From Our Health Magazine
Couples striving to become parents look for any explanation as to why pregnancy doesn’t occur. Standard medical practice requests a couple to try getting pregnant for at least a year by having regular, unprotected sex. Even that length of time can tax a happy couple who, as Dr. Dennis Garvin of Urologic Surgery in Salem says, have their identity wrapped up in being parents. As a first step in fertility assistance, primary care doctors routinely ask the male partner to be tested for infertility issues like low sperm count, Dr. Garvin said. While both partners may receive treatment to boost fertility, and some couples require assisted fertilization to become pregnant, identifying and treating a possible cause of low sperm count is an important, and relatively simple, first step toward becoming parents.
“Most people who are unable to have a child and are even pursuing fertility assistance, they are committed to the idea of becoming a parent,” Dr.
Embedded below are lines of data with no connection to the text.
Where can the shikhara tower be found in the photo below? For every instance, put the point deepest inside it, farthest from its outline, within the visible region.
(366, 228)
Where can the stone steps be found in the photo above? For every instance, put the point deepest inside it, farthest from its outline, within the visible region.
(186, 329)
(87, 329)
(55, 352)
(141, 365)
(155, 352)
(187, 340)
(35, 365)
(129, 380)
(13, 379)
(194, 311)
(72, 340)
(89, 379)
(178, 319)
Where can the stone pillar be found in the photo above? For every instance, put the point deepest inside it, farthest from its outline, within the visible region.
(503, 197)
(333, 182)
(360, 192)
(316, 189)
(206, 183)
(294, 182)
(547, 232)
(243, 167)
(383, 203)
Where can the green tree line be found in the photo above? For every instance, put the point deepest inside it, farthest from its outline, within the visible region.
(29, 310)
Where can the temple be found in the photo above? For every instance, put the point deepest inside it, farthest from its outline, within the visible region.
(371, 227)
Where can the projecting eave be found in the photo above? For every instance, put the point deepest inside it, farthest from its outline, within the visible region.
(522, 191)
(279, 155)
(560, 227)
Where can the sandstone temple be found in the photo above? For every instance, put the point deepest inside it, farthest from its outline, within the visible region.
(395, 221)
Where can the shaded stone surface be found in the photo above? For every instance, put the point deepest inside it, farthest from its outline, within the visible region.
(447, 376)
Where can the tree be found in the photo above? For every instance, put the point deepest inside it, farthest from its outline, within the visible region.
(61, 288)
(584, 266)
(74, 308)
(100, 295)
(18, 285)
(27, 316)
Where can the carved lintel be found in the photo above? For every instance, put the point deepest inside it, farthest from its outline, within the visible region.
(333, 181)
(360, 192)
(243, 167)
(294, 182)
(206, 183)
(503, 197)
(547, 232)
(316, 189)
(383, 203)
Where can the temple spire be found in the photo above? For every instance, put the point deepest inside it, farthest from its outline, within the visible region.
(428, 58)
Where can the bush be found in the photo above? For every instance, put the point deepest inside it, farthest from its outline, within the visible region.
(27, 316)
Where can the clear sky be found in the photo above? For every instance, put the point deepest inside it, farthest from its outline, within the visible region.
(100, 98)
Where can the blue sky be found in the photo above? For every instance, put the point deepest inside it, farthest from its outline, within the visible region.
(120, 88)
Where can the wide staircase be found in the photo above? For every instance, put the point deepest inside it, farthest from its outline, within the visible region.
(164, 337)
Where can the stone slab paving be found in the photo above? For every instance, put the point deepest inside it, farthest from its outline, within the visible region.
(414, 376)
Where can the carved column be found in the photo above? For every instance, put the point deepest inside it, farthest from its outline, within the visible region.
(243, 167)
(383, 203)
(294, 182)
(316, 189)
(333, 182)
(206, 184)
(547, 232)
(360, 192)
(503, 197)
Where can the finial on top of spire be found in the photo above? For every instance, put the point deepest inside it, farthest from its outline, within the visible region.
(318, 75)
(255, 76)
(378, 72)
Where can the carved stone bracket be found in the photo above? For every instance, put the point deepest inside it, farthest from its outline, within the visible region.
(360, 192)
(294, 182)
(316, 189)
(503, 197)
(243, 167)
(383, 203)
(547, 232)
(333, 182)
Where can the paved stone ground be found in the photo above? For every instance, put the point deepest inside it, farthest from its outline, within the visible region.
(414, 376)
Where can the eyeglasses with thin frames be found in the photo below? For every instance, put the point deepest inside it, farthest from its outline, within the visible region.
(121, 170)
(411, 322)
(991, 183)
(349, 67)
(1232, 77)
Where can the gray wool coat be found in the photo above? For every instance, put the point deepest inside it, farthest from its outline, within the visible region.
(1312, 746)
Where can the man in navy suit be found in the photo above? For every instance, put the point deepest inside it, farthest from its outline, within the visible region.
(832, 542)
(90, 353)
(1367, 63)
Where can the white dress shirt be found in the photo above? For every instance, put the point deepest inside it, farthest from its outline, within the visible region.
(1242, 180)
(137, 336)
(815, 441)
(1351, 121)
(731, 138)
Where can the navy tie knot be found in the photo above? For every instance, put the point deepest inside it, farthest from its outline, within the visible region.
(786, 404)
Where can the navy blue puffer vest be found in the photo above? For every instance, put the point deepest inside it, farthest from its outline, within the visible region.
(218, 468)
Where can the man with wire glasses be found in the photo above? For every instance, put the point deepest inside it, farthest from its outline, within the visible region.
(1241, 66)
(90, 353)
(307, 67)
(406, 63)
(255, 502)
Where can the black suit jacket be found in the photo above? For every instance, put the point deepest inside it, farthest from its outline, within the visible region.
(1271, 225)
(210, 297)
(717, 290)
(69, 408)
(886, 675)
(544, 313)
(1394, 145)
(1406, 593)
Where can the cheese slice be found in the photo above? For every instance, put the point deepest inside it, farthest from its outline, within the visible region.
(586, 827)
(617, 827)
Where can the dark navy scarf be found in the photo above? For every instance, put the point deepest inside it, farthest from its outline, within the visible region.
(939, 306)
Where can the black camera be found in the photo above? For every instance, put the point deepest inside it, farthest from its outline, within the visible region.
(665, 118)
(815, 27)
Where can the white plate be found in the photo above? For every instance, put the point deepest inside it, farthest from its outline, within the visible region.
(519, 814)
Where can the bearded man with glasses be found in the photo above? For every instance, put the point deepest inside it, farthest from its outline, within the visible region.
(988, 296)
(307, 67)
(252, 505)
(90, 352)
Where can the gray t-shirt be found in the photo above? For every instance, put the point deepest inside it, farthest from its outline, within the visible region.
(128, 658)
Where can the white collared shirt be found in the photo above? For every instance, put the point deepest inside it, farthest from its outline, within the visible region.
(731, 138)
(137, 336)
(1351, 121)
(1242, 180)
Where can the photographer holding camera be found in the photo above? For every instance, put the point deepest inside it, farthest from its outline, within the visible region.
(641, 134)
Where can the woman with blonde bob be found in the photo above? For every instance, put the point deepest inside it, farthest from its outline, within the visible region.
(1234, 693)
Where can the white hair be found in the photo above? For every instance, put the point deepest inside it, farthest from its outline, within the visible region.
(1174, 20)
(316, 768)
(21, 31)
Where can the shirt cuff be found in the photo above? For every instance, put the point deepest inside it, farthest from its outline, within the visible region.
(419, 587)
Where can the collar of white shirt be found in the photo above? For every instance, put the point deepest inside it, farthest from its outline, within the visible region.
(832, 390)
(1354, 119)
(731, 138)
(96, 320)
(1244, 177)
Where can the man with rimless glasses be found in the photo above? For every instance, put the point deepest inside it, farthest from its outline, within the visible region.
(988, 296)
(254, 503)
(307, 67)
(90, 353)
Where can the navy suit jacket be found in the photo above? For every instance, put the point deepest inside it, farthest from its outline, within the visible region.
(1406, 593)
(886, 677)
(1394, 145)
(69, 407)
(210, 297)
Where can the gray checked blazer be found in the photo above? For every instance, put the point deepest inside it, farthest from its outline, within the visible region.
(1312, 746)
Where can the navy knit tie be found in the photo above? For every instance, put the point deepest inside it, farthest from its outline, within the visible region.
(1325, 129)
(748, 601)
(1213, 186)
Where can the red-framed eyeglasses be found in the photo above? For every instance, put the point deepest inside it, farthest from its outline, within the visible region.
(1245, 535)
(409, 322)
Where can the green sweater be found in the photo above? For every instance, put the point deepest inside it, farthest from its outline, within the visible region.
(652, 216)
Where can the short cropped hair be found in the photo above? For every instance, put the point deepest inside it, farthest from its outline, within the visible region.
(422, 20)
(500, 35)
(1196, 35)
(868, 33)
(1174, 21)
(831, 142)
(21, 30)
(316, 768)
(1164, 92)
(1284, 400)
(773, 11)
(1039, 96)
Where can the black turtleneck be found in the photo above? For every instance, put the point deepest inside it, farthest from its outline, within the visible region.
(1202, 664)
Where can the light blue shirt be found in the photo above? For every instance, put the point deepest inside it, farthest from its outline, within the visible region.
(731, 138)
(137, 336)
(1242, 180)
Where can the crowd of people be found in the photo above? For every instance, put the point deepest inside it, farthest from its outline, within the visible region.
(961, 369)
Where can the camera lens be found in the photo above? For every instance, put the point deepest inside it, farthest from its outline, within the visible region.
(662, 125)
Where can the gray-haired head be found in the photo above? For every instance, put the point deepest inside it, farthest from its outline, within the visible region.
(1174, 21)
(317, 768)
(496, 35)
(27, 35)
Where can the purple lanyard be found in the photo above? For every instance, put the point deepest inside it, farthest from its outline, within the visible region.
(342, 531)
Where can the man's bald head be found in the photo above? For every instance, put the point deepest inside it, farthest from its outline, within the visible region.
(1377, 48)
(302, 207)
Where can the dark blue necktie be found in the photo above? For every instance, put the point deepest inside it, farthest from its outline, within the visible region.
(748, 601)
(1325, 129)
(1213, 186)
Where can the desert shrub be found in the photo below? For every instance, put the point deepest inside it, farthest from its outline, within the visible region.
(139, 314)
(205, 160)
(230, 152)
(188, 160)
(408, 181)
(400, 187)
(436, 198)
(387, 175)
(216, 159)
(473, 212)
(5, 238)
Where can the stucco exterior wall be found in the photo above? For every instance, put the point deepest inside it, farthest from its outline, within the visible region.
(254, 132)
Garvin said. Any disruption in that pursuit causes emotional strain and difficulty for the couple. Men have a hard time coping with the fact that they may be unable to impregnate their partner without assistance, according to the local urologist, and some male patients think being diagnosed with a low sperm count speaks against their manhood. Dr. Garvin said he tells men that there are many factors in a semen analysis and many causes of low sperm count or poor sperm performance. Treatment options are usually simple and minimally invasive. Men with fertility issues are most likely able to father children, even if getting their partner pregnant requires more intense fertility assistance.